Protecting your turf
No one likes having to battle extra competition and one way reducing competition can be accomplished is by controlling a large percentage of the slots able to serve a particular city. By controlling these slots, an airline can reduce the number and, consequently, variety of flights serving that area.
Regulators have taken action here and have made slot divestments a key part of the recent mergers between major airlines. In the merger between United Airlines and Continental Airlines, which formed United Continental Holdings (NASDAQ:UAL), the airline agreed to lease 36 slots at Newark International Airport to Southwest Airlines (NYSE:LUV)to settle demands from regulators.
When American Airlines planned to merge with US Airways last year, the Department of Justice filed a lawsuit to block the merger, but the case was later settled with slot divestments from the new American Airlines Group (NASDAQ:AAL) at several major airports.
Delta Air Lines has already noted its opposition to Paulding Northwest Atlanta Airport handling commercial passenger traffic with Delta CEO Richard Anderson saying last year, "With the city of Atlanta and Mayor (Kasim) Reed, we will work together to oppose any investment in that facility," according to the Atlanta Journal Constitution.
Is it unfair?
There's nothing wrong with Delta Air Lines being against a second airport opening for commercial traffic in and of itself. The airline maintains that its opposition stems from a concern over the use of taxpayer dollars, city land restrictions, and the use of scarce federal funds.

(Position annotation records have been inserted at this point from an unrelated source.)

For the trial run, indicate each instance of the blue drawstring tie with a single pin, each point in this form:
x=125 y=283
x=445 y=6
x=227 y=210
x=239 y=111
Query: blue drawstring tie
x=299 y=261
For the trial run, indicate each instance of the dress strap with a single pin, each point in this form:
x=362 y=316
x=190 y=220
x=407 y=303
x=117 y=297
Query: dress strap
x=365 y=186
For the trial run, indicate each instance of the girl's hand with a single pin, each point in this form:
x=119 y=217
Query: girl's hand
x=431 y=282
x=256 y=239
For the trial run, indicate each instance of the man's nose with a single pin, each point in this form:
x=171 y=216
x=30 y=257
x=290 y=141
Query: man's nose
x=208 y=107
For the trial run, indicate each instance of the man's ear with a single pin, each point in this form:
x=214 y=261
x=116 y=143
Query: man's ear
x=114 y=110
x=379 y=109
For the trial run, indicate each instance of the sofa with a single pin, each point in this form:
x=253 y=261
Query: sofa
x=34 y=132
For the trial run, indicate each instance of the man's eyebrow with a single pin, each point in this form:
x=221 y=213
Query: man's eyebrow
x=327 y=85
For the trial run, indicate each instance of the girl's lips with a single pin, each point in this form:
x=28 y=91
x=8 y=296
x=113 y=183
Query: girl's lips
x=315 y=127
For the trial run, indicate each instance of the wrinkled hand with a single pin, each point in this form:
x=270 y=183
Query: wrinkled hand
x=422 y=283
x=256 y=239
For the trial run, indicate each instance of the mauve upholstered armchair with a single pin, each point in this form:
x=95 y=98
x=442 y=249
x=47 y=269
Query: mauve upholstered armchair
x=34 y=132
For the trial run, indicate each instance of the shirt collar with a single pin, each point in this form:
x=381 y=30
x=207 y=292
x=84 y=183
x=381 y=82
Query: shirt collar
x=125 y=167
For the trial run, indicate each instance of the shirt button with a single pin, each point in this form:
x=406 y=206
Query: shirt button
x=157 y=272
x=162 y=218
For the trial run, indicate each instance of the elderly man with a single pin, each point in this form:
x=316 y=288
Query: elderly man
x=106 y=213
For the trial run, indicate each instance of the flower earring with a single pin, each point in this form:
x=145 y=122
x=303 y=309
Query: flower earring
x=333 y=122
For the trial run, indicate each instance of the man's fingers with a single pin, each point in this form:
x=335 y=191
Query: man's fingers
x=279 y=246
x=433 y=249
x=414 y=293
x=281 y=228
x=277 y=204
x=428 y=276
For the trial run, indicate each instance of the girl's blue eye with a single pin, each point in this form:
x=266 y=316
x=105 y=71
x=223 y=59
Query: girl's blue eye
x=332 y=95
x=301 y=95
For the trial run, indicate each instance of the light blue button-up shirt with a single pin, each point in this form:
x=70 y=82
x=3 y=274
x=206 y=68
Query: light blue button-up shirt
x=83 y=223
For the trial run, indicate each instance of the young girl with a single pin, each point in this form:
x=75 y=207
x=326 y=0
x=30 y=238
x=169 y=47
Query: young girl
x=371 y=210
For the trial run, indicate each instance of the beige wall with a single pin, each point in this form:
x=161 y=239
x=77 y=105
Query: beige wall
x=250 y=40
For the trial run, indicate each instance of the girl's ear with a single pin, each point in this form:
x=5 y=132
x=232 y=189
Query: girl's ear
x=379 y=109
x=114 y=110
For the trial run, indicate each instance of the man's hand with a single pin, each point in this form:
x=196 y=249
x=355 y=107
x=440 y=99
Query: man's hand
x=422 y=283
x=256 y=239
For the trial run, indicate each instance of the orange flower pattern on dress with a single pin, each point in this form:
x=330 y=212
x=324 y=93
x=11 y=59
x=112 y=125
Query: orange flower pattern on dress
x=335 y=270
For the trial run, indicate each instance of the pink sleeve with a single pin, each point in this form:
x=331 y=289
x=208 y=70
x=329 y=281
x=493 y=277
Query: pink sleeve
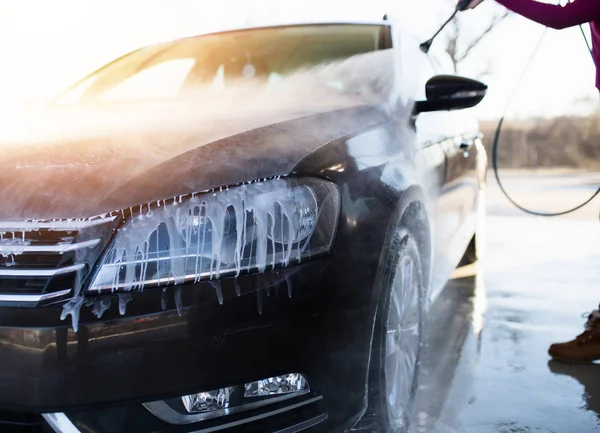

But the real question regulators would care about is whether the airline engaged in any tactics that violate the law.
Recently, Reuters reported that the Department of Transportation was looking into whether Delta engaged in "unfair and deceptive practices" in their effort to prevent expansion at Paulding Northwest Atlanta Airport.
However, this is not an official DOT investigation -- the department is looking into a complaint received by Transportation Secretary Anthony Foxx. Following growing press coverage of Delta and the DOT, the department said, "We are not focusing on any particular entity. We are simply trying to assess the facts." Adding another layer of complexity to the Paulding Airport debate is that Delta and the county have both asked the Transportation Department to investigate the other side.
Although Delta and Atlanta mayor Kasim Reed continue their opposition to the Paulding Airport expansion, Reuters reports that the FAA has cleared the way for the environmental study of the expansion to begin. With this being one of the last major steps before expansion can begin, expect both sides to continue their campaigns for and against this airport expansion.
Delta Air Lines clearly has an interest in stopping commercial expansion at Paulding Northwest Atlanta Airport, but there is no clear evidence that the airline ever moved outside the law in its actions. That's not to definitively say the airline never did so, but there is not enough public evidence at this point to support such a conclusion, and the DOT does not appear to be targeting Delta in an investigation. Furthermore, there are other legitimate concerns about airport expansion including cost to taxpayers and land use that have led to groups besides Delta, including Atlanta's mayor, opposing the Paulding Airport expansion.
The fight over the future of this airport is far from over, and investors should join DOT officials in keeping a close eye on this situation.